Fig. 3.

Vesicle velocity distributions demonstrate two populations. (A) Velocity distributions are statistically indistinguishable (P > 0.05) for single Qdot-labeled myoVa (black), Qdot-labeled myoVa with 200-nm DOPC vesicles added to the motility buffer (red), and 200-nm DOPC vesicles coupled to a limiting amount of myoVa, such that the majority of vesicles are coupled to a single motor (green). (B) Cumulative frequency distributions demonstrate that the observed velocities of 200-nm DOPC vesicles coupled to a single myoVa molecule are well described as a single-Gaussian population (blue fit to black data), whereas with increased numbers of motors, both DOPC and DPPC vesicle populations (200-nm diameter; eight motors per vesicle) are much better described as the sum of two Gaussian populations (red curves, nearly obscuring black data) than a single Gaussian (blue curves).
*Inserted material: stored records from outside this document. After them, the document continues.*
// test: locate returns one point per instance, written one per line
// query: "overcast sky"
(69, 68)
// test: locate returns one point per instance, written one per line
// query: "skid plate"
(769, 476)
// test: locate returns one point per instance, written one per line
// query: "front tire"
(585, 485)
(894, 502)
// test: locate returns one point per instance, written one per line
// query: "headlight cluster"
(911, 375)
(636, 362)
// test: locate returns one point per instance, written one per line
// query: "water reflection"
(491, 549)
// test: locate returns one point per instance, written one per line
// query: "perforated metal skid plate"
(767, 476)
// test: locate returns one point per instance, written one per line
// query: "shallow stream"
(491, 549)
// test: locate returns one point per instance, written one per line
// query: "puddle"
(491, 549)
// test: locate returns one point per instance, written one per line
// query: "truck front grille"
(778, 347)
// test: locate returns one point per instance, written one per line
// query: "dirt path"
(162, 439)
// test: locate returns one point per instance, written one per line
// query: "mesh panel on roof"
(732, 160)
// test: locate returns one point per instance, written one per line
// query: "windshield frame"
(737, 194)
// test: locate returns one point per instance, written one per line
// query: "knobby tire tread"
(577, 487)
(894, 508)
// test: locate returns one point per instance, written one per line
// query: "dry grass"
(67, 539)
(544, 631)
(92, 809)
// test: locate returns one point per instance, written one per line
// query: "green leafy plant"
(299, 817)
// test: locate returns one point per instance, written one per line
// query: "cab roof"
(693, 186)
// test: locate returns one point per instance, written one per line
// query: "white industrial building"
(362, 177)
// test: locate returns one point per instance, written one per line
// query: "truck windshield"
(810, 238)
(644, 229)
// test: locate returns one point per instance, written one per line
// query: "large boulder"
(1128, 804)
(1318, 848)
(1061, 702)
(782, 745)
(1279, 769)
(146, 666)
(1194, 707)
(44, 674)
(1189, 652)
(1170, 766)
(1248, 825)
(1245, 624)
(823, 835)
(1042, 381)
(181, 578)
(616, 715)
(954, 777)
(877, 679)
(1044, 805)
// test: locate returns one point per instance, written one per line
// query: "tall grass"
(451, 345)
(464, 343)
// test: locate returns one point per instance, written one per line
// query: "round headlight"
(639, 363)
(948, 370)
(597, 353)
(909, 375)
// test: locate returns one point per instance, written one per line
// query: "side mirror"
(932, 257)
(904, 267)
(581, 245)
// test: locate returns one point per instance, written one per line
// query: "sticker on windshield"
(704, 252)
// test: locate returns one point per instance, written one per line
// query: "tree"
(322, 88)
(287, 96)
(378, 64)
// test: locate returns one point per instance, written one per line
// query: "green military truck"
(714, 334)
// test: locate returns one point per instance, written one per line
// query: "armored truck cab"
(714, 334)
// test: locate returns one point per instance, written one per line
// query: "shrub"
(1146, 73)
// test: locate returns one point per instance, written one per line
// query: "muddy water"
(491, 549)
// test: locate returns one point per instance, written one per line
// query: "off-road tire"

These fits are supported by the large residuals that result from fitting a single-Gaussian population (Insets, colored to match distributions; tic marks on vertical axis indicate increments of 0.1), and an LLRT (P < 0.001), which indicates that the two-Gaussian fit is appropriate for both vesicle compositions (P < 0.01), but not the single motor case (P > 0.05). (C) Velocity distributions for 200-nm DOPC vesicles with eight motors per vesicle are nearly identical regardless of whether they are calculated on a per-trajectory basis or a “time-weighted” basis, and yield nearly identical fitted values. The green curve indicates the velocity distribution generated by the Monte Carlo simulation of vesicle motility, as well as the two constituent Gaussian populations (dashed lines).